I’ve just finished reading Geoff Colvin’s book, Talent is Overrated. His central theme (which I believe is shared by Malcolm Gladwell’s Outliers, which I haven’t read yet), is that high performers are not merely naturally talented (and perhaps talent has little to do with it), but they also engage in deliberate practice. That is, they design and perform a program of activities focussed on developing specific skills. For these future black cabbies they were deliberately developing their navigation skills in the pursuit of passing a test and at the same time actually enlarging part of their brain.
In Colvin’s book I was taken with the story of how Benjamin Franklin developed himself a program for improving his writing skills.
“First, he found examples of prose clearly superior to anything he could produce, a bound volume of the Spectator, the great English periodical written by Joseph Addison and Richard Steele. Any of us might have done something similar. But Franklin then embarked on a remarkable program that few of us would ever have thought of.

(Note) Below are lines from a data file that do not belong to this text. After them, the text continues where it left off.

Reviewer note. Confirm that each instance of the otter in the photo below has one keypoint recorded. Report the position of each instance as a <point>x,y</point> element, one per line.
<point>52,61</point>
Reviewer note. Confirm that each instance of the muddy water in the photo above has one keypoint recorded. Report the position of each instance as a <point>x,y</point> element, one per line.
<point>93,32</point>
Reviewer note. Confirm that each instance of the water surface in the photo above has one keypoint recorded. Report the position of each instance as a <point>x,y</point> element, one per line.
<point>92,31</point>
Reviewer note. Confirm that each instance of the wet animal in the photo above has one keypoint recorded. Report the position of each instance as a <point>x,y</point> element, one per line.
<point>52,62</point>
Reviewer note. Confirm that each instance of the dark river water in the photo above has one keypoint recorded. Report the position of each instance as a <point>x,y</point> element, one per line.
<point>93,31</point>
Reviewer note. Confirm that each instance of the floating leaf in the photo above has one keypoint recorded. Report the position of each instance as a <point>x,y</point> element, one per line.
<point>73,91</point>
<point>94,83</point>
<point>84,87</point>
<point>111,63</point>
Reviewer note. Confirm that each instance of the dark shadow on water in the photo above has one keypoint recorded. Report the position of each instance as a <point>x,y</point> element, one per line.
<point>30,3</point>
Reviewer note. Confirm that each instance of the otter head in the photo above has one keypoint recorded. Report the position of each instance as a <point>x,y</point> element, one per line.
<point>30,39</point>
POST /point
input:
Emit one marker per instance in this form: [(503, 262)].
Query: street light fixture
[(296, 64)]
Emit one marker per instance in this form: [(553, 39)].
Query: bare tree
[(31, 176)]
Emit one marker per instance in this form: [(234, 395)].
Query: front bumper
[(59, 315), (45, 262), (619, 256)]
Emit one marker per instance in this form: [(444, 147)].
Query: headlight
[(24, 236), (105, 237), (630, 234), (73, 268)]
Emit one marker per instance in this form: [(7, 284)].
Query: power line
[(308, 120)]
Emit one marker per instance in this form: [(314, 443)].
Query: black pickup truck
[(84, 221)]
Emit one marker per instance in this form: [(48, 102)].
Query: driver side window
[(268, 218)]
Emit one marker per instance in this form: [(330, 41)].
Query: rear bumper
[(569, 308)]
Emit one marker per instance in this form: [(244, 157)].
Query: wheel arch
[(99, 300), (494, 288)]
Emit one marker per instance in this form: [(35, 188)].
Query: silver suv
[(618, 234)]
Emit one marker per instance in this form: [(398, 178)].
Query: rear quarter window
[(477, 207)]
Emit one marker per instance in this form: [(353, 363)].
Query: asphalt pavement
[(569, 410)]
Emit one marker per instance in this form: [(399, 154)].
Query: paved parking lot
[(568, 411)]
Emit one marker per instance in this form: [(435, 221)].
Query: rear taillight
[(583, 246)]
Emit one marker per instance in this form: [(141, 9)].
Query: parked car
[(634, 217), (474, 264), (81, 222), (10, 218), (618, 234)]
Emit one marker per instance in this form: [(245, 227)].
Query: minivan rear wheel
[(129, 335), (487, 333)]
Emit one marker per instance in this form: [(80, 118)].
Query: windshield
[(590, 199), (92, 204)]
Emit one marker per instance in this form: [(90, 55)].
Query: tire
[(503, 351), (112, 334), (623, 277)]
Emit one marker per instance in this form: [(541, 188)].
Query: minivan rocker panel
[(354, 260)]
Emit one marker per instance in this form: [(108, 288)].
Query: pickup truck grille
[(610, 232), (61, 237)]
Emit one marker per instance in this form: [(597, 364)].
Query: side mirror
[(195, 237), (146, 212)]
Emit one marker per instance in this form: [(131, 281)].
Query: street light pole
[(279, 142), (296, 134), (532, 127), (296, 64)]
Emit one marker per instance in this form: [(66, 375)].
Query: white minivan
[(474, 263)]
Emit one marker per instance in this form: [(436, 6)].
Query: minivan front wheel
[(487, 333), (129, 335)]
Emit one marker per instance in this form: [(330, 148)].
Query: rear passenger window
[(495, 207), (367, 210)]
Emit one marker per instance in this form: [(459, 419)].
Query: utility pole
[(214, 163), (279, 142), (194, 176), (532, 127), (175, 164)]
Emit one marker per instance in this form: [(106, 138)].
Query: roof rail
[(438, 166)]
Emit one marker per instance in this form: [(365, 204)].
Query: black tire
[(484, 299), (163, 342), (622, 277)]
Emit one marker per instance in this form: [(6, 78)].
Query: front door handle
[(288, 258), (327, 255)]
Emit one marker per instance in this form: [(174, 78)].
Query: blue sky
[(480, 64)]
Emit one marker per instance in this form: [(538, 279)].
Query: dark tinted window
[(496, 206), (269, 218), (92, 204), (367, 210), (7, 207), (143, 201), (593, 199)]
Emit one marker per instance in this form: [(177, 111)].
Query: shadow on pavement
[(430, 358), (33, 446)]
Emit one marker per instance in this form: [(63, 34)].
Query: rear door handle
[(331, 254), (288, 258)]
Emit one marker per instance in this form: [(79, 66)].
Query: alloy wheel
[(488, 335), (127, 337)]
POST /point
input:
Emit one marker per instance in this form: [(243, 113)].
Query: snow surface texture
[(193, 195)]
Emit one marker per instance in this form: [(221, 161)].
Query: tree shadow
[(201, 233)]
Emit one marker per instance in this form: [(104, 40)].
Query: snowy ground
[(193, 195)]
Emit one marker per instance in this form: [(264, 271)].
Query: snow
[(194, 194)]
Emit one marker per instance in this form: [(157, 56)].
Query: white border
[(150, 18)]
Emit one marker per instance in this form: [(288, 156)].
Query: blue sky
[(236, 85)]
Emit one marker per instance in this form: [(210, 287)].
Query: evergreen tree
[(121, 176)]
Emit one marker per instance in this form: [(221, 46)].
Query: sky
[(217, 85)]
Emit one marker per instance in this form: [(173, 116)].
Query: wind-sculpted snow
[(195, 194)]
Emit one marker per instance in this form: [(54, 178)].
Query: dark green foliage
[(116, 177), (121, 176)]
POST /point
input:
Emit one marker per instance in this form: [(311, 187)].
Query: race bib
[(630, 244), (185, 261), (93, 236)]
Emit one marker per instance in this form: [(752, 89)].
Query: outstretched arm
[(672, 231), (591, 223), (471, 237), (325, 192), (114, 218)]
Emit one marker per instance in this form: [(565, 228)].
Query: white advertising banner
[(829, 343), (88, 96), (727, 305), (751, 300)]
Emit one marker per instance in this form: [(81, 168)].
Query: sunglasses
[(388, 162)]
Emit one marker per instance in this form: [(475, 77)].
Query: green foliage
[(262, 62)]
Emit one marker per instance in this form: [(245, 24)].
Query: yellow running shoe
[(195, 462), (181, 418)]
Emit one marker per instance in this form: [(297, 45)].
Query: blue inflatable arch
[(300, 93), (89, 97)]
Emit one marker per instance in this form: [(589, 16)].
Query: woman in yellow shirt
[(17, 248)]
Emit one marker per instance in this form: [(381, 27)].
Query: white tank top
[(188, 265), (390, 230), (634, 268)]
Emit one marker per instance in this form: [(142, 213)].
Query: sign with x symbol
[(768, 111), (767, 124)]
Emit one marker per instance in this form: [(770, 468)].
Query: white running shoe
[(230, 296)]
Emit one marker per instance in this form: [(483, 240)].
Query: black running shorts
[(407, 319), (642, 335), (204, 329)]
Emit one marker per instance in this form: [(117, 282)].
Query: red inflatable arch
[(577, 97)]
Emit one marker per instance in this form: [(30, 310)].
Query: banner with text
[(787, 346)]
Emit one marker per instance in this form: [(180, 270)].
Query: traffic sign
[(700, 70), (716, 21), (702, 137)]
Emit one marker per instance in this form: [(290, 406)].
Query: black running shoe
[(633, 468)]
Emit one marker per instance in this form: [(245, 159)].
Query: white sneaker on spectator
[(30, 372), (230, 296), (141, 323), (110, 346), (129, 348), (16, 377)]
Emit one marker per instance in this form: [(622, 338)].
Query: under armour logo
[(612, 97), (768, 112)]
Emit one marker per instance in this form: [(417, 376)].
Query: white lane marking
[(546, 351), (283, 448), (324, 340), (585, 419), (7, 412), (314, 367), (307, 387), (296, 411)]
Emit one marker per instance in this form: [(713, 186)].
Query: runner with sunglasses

It began with his reading a Spectator article and making brief notes on the meaning of each sentence; a few days later he would take up the notes and try to express the meaning of each sentence in his own words. When done, he compared his essay with the original, ‘discovered some of my faults, and corrected them.’
One of the faults he noticed was his poor vocabulary. What could he do about that? He realized that writing poetry required an extensive “stock of words” because he might need to express any given meaning in many different ways depending on the demands of rhyme or meter. So he would rewrite Spectator essays in verse. Then, after he had forgotten them, he would take his versified essays and rewrite them in prose, again comparing his efforts with the original. ”
This has got me thinking about what would a program of deliberate practice for developing your storytelling skills look like. Any suggestions?